Pela calada da noite preta da pauliceia, um vampiro milenar tenta descansar após ser atingido pelo tédio da existência. Essa é a premissa de Nosferatu, adaptação de Cristiano Burlan que teve filmagens em São Paulo capital e nas cidades de Paranapiacaba e Santos.
Fiz uma visita ao set de filmagem durante a segunda diária, que teve como locação o mitológico teatro, bar e casa de eventos Cemitério dos Automóveis, na Bela Vista. Uma equipe técnica diminuta, muito eficiente, rodava cada cena nos cenários minimalistas em poucos minutos, num destemor que lembrava as produções da antiga Belair na Boca do Lixo - mas com uma seriedade e um apuro estético importante. Burlan, com 22 longas metragens na sua filmografia, mais 8 curtas e 2 séries, entende muito bem a mecânica em se produzir audiovisual de forma independente no país. Executa esse filme com recursos da Lei Paulo Gustavo e muita clareza do filme que deve fazer.
"Entre o claro e o escuro, reside o melhor e o pior do ser humano. Eu tenho uma relação muito forte com os filmes expressionistas e com o gênero do terror, que são, de certa forma, também sobre a minha família, sobre a violência policial e a presença da morte. São os meus cavalos de tróia", assinalou o cineasta, em entrevista nos intervalos das filmagens para Kiko Mollica, do Canal Brasil.
Burlan acrescenta que sempre quis fazer sua versão de Nosferatu por acreditar que filmes de vampiro mas em especial, a obra de Murnau, configura um ato de resistência contra as opressões da sociedade, sendo filmes alegóricos sim, mas essencialmente políticos. Ele relembra que o cineasta alemão, quando realizou sua obra em 1922 não detinha os direitos de adaptação de Drácula - obra de Bram Stoker, lançada em 1897 - por isso criou novos personagens. e um outro contexto, onde o Conde Orlok (vivido de forma assombrosa por Max Schreck) seduz a esposa do empresário Hutter, responsável por vender seu castelo nos Cárpatos. Agora, na versão de Cristiano Burlan, ainda influenciada pela espírito transgressor do cinema noir, com seus personagens conflituosos e demasiadamente humanos, é Rodrigo Sanches quem incorpora um enfastiado Nosferatu e ainda assina o roteiro e a produção da obra.
Nosferatu de Burlan é filmado em preto e branco, como os filmes de vampiro dos primórdios do cinema eram feitos, retomando inclusive uma estilística presente na trajetória do cineasta - com em Antes do Fim. Esse filme, marca também o reencontro dos protagonistas do docudrama de 2017, Jean-Claude Bernardet e Helena Ignez. Eu acompanhei a diária em que eles contracenaram, como personagens que se conhecem há séculos e refletem sobre sua querela imortal. É sabido que Hollywood prepara uma nova versão de Nosferatu, que deve estrear nos cinemas em dezembro, dirigida por Robert Eggers e também filmada em preto e branco mas confesso que minha curiosidade está mais aguçada por esse filme independente e seu elenco que faz parte da história do cinema brasileiro, além das participações de Paula Possani, Biagio Pecorelli, Ana Carolina Marinho e Henrique Zanoni.
"Nosferatu é um vampiro que um dia foi a peste e hoje é subjugado pelo peso dos anos. Perseguido por Van Helsing, busca refúgio em uma cidade litorânea, enquanto é assombrado por Moira, uma fantasma de seu passado.
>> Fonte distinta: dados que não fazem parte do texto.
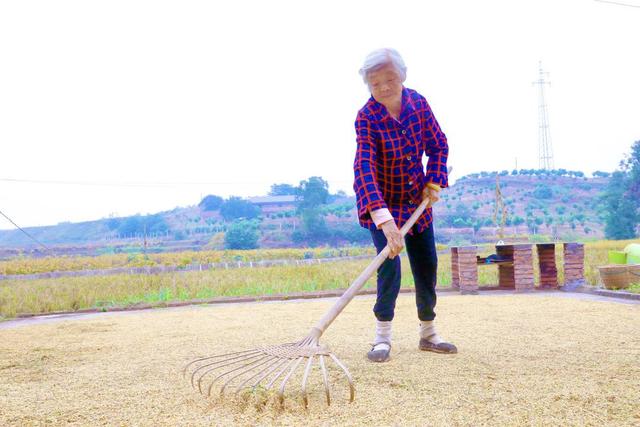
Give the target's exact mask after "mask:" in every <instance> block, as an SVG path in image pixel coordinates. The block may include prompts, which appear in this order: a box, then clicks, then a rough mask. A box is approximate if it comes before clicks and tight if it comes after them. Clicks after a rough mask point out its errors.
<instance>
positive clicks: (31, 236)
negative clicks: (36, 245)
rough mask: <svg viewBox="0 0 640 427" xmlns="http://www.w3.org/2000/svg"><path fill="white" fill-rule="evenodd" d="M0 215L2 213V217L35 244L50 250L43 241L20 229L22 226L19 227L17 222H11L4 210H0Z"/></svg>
mask: <svg viewBox="0 0 640 427" xmlns="http://www.w3.org/2000/svg"><path fill="white" fill-rule="evenodd" d="M0 215H2V216H3V217H5V218H7V220H8V221H9V222H10V223H11V224H13V225H14V226H15V227H16V228H17V229H18V230H20V231H22V232H23V233H24V234H25V235H26V236H27V237H28V238H30V239H31V240H33V241H34V242H36V243H37V244H39V245H40V246H42V247H43V248H45V249H46V250H50V249H49V248H48V247H47V246H46V245H45V244H44V243H42V242H40V241H39V240H38V239H36V238H35V237H33V236H32V235H31V234H29V233H27V232H26V231H25V230H23V229H22V227H20V226H19V225H18V224H16V223H15V222H13V220H12V219H11V218H9V217H8V216H7V215H5V214H4V212H2V211H0Z"/></svg>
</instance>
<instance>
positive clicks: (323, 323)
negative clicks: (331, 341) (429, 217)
mask: <svg viewBox="0 0 640 427" xmlns="http://www.w3.org/2000/svg"><path fill="white" fill-rule="evenodd" d="M429 206H431V199H429V198H426V199H424V200H423V201H422V203H420V204H419V205H418V207H417V208H416V210H415V212H413V214H412V215H411V217H409V220H408V221H407V222H406V223H405V224H404V225H403V226H402V228H401V229H400V232H401V233H402V236H403V237H404V236H405V235H406V234H407V232H408V231H409V230H410V229H411V227H413V224H415V223H416V221H417V220H418V218H419V217H420V215H422V212H424V210H425V209H427V208H428V207H429ZM389 252H390V249H389V246H388V245H387V246H385V247H384V249H383V250H382V251H380V253H379V254H378V255H377V256H376V257H375V258H374V259H373V261H372V262H371V264H369V266H368V267H367V268H365V269H364V271H363V272H362V273H360V275H359V276H358V277H357V278H356V280H354V281H353V283H351V286H349V288H348V289H347V290H346V291H344V294H342V296H341V297H340V299H339V300H338V301H336V303H335V304H334V305H333V307H331V309H330V310H329V311H327V312H326V313H325V315H324V316H322V319H320V321H318V323H317V324H316V325H315V326H314V327H313V329H314V330H315V335H316V336H317V337H318V338H319V337H320V335H322V334H323V333H324V331H325V330H326V329H327V328H328V327H329V325H331V323H332V322H333V321H334V320H335V318H336V317H338V315H339V314H340V313H341V312H342V310H344V308H345V307H346V306H347V304H349V303H350V302H351V300H352V299H353V297H355V296H356V294H357V293H358V291H360V289H362V287H363V286H364V284H365V283H366V282H367V280H369V278H370V277H371V276H372V275H373V273H375V271H376V270H377V269H378V268H379V267H380V266H381V265H382V263H383V262H384V261H385V260H386V259H387V258H388V257H389Z"/></svg>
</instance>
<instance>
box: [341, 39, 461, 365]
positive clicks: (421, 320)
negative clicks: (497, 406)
mask: <svg viewBox="0 0 640 427" xmlns="http://www.w3.org/2000/svg"><path fill="white" fill-rule="evenodd" d="M406 70H407V67H406V66H405V65H404V61H403V60H402V58H401V57H400V55H399V54H398V52H397V51H396V50H394V49H380V50H376V51H374V52H371V53H370V54H369V55H368V56H367V58H366V59H365V62H364V66H363V67H362V69H361V70H360V74H361V75H362V78H363V79H364V82H365V83H366V84H367V86H368V87H369V91H370V92H371V98H369V100H368V101H367V103H366V104H365V105H364V106H363V107H362V108H361V109H360V111H358V116H357V119H356V122H355V127H356V135H357V150H356V157H355V162H354V165H353V170H354V174H355V182H354V186H353V187H354V190H355V192H356V198H357V205H358V217H359V222H360V225H361V226H363V227H365V228H367V229H369V230H370V231H371V237H372V239H373V243H374V245H375V247H376V249H377V251H378V253H380V251H382V249H383V248H384V247H385V246H386V245H387V244H388V245H389V248H390V249H391V253H390V254H389V258H388V259H387V260H386V261H385V262H384V263H383V264H382V266H380V268H379V269H378V274H377V284H378V291H377V294H378V295H377V299H376V304H375V306H374V307H373V312H374V314H375V316H376V319H377V320H376V336H375V340H374V342H373V347H372V349H371V351H369V352H368V353H367V357H368V358H369V360H371V361H373V362H386V361H388V360H389V358H390V354H391V323H392V320H393V316H394V309H395V305H396V299H397V297H398V292H399V291H400V257H399V256H397V255H398V254H399V253H400V251H401V250H402V249H403V247H404V244H405V243H406V247H407V255H408V257H409V263H410V264H411V272H412V273H413V279H414V281H415V288H416V305H417V308H418V318H419V319H420V341H419V348H420V350H426V351H434V352H437V353H456V352H457V349H456V347H455V346H454V345H453V344H449V343H447V342H444V341H443V340H442V339H441V338H440V337H439V336H438V334H437V333H436V330H435V326H434V319H435V317H436V314H435V312H434V308H435V306H436V292H435V287H436V277H437V275H436V272H437V262H438V260H437V256H436V248H435V241H434V236H433V216H432V215H433V214H432V211H431V209H430V208H429V209H427V210H425V212H424V213H423V214H422V216H421V217H420V218H419V219H418V220H417V221H416V224H415V225H414V226H413V228H412V229H411V230H409V233H408V234H407V236H406V237H405V238H404V241H403V237H402V234H401V232H400V230H399V228H400V227H402V225H403V224H404V223H405V222H406V221H407V220H408V219H409V217H410V216H411V213H412V212H413V210H414V209H415V208H416V207H417V205H419V204H420V202H421V200H423V199H424V198H426V197H428V198H430V199H431V201H432V202H437V201H438V199H439V195H438V194H439V192H440V190H441V189H442V188H444V187H447V154H448V146H447V139H446V137H445V135H444V133H443V132H442V131H441V130H440V126H439V125H438V122H437V121H436V119H435V117H434V116H433V113H432V112H431V108H430V107H429V104H428V103H427V101H426V99H425V98H424V97H423V96H422V95H420V94H419V93H418V92H416V91H415V90H412V89H408V88H405V87H404V86H403V83H404V81H405V79H406ZM423 154H426V155H427V156H428V158H429V159H428V162H427V167H426V173H425V169H424V167H423V164H422V157H423Z"/></svg>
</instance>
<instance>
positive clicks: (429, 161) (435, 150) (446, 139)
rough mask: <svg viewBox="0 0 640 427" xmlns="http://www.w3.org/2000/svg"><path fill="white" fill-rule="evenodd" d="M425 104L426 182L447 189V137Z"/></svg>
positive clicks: (448, 151) (447, 150) (425, 103)
mask: <svg viewBox="0 0 640 427" xmlns="http://www.w3.org/2000/svg"><path fill="white" fill-rule="evenodd" d="M424 103H425V110H424V116H423V117H424V120H425V126H424V129H425V138H424V141H425V147H424V152H425V154H426V155H427V156H428V157H429V160H428V161H427V171H426V175H427V182H428V183H429V182H431V183H434V184H437V185H439V186H440V187H442V188H445V187H448V185H449V184H448V176H447V157H448V156H449V144H448V143H447V137H446V136H445V134H444V132H442V130H441V129H440V125H439V124H438V121H437V120H436V118H435V116H434V115H433V112H432V111H431V107H429V104H428V103H427V101H426V100H425V101H424Z"/></svg>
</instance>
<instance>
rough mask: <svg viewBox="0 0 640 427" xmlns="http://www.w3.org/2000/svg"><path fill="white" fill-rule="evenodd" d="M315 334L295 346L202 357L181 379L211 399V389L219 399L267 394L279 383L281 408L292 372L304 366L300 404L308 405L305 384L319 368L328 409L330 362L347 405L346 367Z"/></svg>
mask: <svg viewBox="0 0 640 427" xmlns="http://www.w3.org/2000/svg"><path fill="white" fill-rule="evenodd" d="M315 335H316V334H311V335H309V336H308V337H307V338H305V339H303V340H302V341H299V342H294V343H287V344H280V345H273V346H266V347H260V348H256V349H253V350H246V351H239V352H235V353H226V354H220V355H215V356H209V357H202V358H199V359H195V360H193V361H191V362H190V363H189V364H188V365H187V366H185V368H184V370H183V375H184V376H185V378H186V377H187V375H189V376H190V381H191V385H192V386H193V387H194V388H196V387H197V389H198V391H199V392H200V393H201V394H203V395H206V396H211V392H212V390H214V387H215V388H216V389H219V393H220V395H221V396H222V395H224V393H225V391H227V390H233V391H234V393H235V394H238V393H240V392H241V391H242V390H249V391H252V392H255V391H256V390H257V389H258V388H259V387H260V388H264V389H265V390H267V391H268V390H271V389H272V387H274V385H275V384H276V383H278V382H279V383H280V386H279V390H278V398H279V401H280V404H284V391H285V387H286V385H287V383H288V382H289V380H290V379H291V377H292V375H293V374H294V372H295V371H296V370H297V369H298V368H299V367H300V366H301V365H302V364H303V363H304V365H305V367H304V373H303V375H302V400H303V402H304V406H305V408H306V407H308V405H309V399H308V393H307V384H308V380H309V374H310V373H311V370H312V366H313V364H314V360H316V362H315V363H317V364H319V366H320V371H321V372H322V380H323V384H324V391H325V395H326V398H327V405H331V387H330V385H329V370H328V369H327V365H328V364H327V362H328V361H329V360H331V361H332V362H333V363H334V364H335V365H336V366H337V367H338V368H339V371H341V372H342V373H343V375H345V376H346V377H347V381H348V382H349V402H353V399H354V397H355V387H354V385H353V378H352V377H351V374H350V373H349V371H348V370H347V368H346V366H345V365H344V364H343V363H342V362H341V361H340V360H339V359H338V358H337V357H336V356H335V354H333V353H332V352H331V351H329V349H328V348H327V347H325V346H322V345H320V344H319V343H318V337H317V336H315Z"/></svg>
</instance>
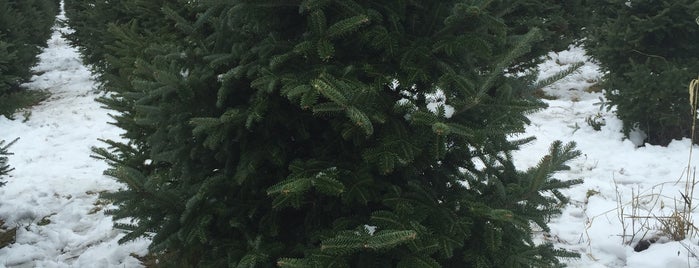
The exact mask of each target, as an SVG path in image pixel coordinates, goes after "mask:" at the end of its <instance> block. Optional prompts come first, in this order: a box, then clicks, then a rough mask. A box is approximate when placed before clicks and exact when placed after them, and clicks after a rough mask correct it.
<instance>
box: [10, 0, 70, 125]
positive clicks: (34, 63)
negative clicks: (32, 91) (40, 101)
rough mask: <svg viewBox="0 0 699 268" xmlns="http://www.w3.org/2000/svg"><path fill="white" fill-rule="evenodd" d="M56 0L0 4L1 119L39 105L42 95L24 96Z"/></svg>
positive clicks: (41, 94)
mask: <svg viewBox="0 0 699 268" xmlns="http://www.w3.org/2000/svg"><path fill="white" fill-rule="evenodd" d="M57 11H58V10H57V8H56V1H55V0H26V1H10V0H0V115H5V116H7V117H11V116H12V114H13V113H14V111H15V110H16V109H18V108H21V107H24V106H27V105H29V104H31V103H34V102H38V101H39V100H40V99H41V98H43V97H44V94H40V93H38V92H26V91H24V90H23V89H22V88H21V84H22V83H24V82H26V81H28V80H29V78H30V77H31V75H32V72H31V67H32V66H34V64H36V61H37V55H38V54H39V52H40V49H41V47H44V46H46V40H47V39H48V38H49V36H50V34H51V26H52V25H53V22H54V19H55V16H56V14H57Z"/></svg>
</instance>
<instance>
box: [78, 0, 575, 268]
mask: <svg viewBox="0 0 699 268" xmlns="http://www.w3.org/2000/svg"><path fill="white" fill-rule="evenodd" d="M570 3H575V2H572V1H571V2H570ZM66 4H67V10H68V16H69V19H70V21H69V23H70V24H71V26H72V27H74V28H75V30H76V33H75V34H73V35H72V36H71V37H70V39H71V41H72V42H74V43H75V44H78V45H82V46H83V53H84V55H85V57H86V60H87V61H88V62H90V63H91V64H93V65H94V66H95V70H96V71H99V72H100V75H101V78H102V80H103V82H104V83H103V86H104V89H105V90H109V91H113V92H114V93H115V94H113V95H111V97H110V98H105V99H102V101H103V102H104V103H105V104H106V105H107V106H108V107H110V108H112V109H114V110H117V111H120V112H121V113H120V114H119V115H117V116H115V119H116V120H117V123H116V124H117V125H118V126H120V127H121V128H123V129H124V130H126V133H125V134H124V136H125V137H126V138H128V142H126V143H121V142H116V141H106V142H107V143H108V144H109V145H110V148H100V149H95V151H96V152H97V154H98V155H100V156H101V157H104V158H105V159H107V160H108V161H109V162H110V164H111V165H112V168H111V169H109V170H108V171H107V172H106V173H107V174H108V175H111V176H113V177H115V178H116V179H117V180H119V181H120V182H123V183H124V184H125V187H126V188H124V189H123V190H121V191H118V192H113V193H106V194H104V195H103V197H104V198H107V199H110V200H112V201H113V202H114V203H115V204H116V205H117V208H116V209H114V210H112V211H110V212H109V213H111V214H112V215H113V216H114V218H115V219H122V220H126V221H121V222H120V223H118V224H117V227H120V228H123V229H126V230H128V234H127V235H126V236H125V237H124V239H123V241H128V240H130V239H134V238H137V237H140V236H149V235H152V244H151V247H150V250H151V252H152V253H153V254H155V255H156V256H157V257H159V258H160V261H161V263H164V265H165V266H167V265H178V266H183V267H188V266H189V267H269V266H272V265H274V264H276V265H277V266H282V267H396V266H397V267H550V266H559V265H560V263H559V260H558V257H561V256H574V254H571V253H569V252H565V251H562V250H556V249H553V248H552V247H551V246H550V245H546V244H544V245H536V244H535V243H534V242H533V241H532V234H531V224H532V223H534V224H536V225H538V226H540V227H541V228H543V229H545V230H546V229H547V226H546V223H547V220H548V218H549V217H551V216H552V215H555V214H556V213H558V212H559V208H560V206H561V205H562V204H564V203H565V202H566V201H567V200H566V198H565V197H564V196H563V195H562V194H561V193H560V192H559V190H560V189H563V188H567V187H569V186H570V185H573V184H575V183H578V182H579V181H568V182H562V181H559V180H556V179H554V178H553V177H552V175H553V173H555V172H556V171H559V170H563V169H565V168H567V167H566V166H565V162H566V161H568V160H569V159H572V158H574V157H576V156H578V154H579V152H577V151H575V150H574V149H573V145H572V144H568V145H563V144H561V143H555V144H553V145H552V148H551V152H550V154H549V155H547V156H545V157H543V159H542V161H541V162H540V163H539V164H538V165H537V166H535V167H532V168H531V169H529V170H527V171H520V170H516V169H515V167H514V165H513V163H512V159H511V156H510V152H511V151H512V150H516V149H517V148H518V146H519V145H521V144H523V143H526V142H527V141H529V139H524V140H516V141H512V140H510V139H509V137H510V135H511V134H513V133H517V132H521V131H522V130H523V128H524V125H525V124H526V123H528V120H527V118H526V117H525V115H526V114H527V113H530V112H532V111H535V110H537V109H540V108H542V107H543V104H542V103H541V102H539V101H538V100H536V99H534V98H531V96H530V93H531V91H533V89H534V88H533V87H532V78H533V75H528V76H524V77H519V78H516V77H515V76H513V75H512V74H513V73H519V72H520V71H522V70H527V67H530V66H533V64H534V63H536V62H537V60H539V57H540V56H541V54H543V53H545V52H548V50H546V51H541V50H539V49H533V48H537V47H546V48H561V47H565V46H567V45H568V42H569V41H570V40H572V39H573V38H574V37H575V36H576V35H577V34H578V31H577V30H575V29H578V28H579V27H575V26H574V25H573V26H569V25H566V27H563V26H561V25H560V23H561V22H564V21H574V20H573V19H572V18H571V17H572V16H574V14H570V13H565V12H560V11H558V10H557V9H554V7H556V6H557V5H559V4H557V2H556V1H514V2H513V1H487V3H482V4H479V3H478V2H477V1H476V2H472V1H453V0H452V1H401V0H395V1H351V0H345V1H323V0H318V1H310V0H309V1H275V0H249V1H139V0H130V1H119V3H118V4H111V3H107V1H80V0H70V1H67V2H66ZM546 5H548V6H546ZM571 5H572V4H571ZM544 6H546V7H550V8H551V9H548V8H541V9H540V8H535V7H544ZM518 8H523V9H524V8H526V10H528V11H529V12H515V10H520V9H518ZM554 10H556V12H553V11H554ZM563 10H566V9H563ZM571 10H575V9H571ZM510 21H513V22H516V23H531V26H532V27H522V26H521V25H520V24H516V25H515V24H510ZM549 21H551V22H556V23H559V24H556V25H549V24H547V23H541V22H549ZM97 22H99V23H97ZM533 26H538V28H537V27H533ZM553 30H557V32H554V31H553ZM437 93H439V94H437ZM438 95H443V97H439V98H441V101H442V102H440V100H435V99H436V98H438V97H436V96H438ZM438 103H442V104H438ZM447 105H448V106H447ZM432 106H436V108H435V109H434V110H430V109H428V107H432ZM451 109H453V113H452V110H451ZM128 220H131V221H128Z"/></svg>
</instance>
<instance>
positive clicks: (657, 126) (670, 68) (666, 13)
mask: <svg viewBox="0 0 699 268" xmlns="http://www.w3.org/2000/svg"><path fill="white" fill-rule="evenodd" d="M598 2H599V3H597V4H595V10H594V16H592V17H593V18H594V19H593V20H592V21H591V22H590V23H589V25H588V27H587V28H588V30H589V33H588V34H587V35H586V36H587V39H586V41H585V48H586V49H587V51H588V53H590V55H591V56H592V57H593V58H594V59H596V60H597V61H598V62H599V63H600V66H601V67H602V70H603V71H604V72H605V73H606V74H605V76H604V79H603V82H602V86H603V88H605V89H606V94H605V95H606V97H607V99H608V100H609V102H610V103H611V104H612V105H614V106H616V107H617V109H616V114H617V116H618V117H619V118H620V119H621V120H622V121H623V122H624V132H625V133H626V134H627V135H628V133H629V131H631V130H633V129H640V130H642V131H643V132H645V133H646V134H648V140H647V142H649V143H651V144H660V145H667V144H668V143H670V141H672V140H674V139H680V138H682V137H690V136H691V121H692V111H691V108H690V105H688V103H689V101H688V98H689V96H688V95H687V87H688V85H689V82H690V81H691V80H692V79H693V78H696V77H697V75H699V64H698V63H699V1H695V0H667V1H627V0H606V1H598Z"/></svg>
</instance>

Ao chegar na cidade, Nosferatu sente sede de sangue e, ao mesmo tempo, é consumido pela culpa. A angústia que carrega não se dissipará nem em mil anos."
Sobre a escolha de Santos como principal locação do filme, além da ligação de Drácula como personagem com os portos e regiões portuárias, Burlan pontuou que "zonas aduaneiras, de passagem, sempre me inspiram. Nosferatu está em fuga, perdido, vagando de porto em porto. Mas o filme é atemporal, não tem relação direta com geografismos".
A produção de Nosferatu é uma colaboração entre Bela Filmes e Gaia Ki Produções. O roteiro ainda é assinado por Cristiano Burlan, Emily Hozokawa e Fernanda Farias.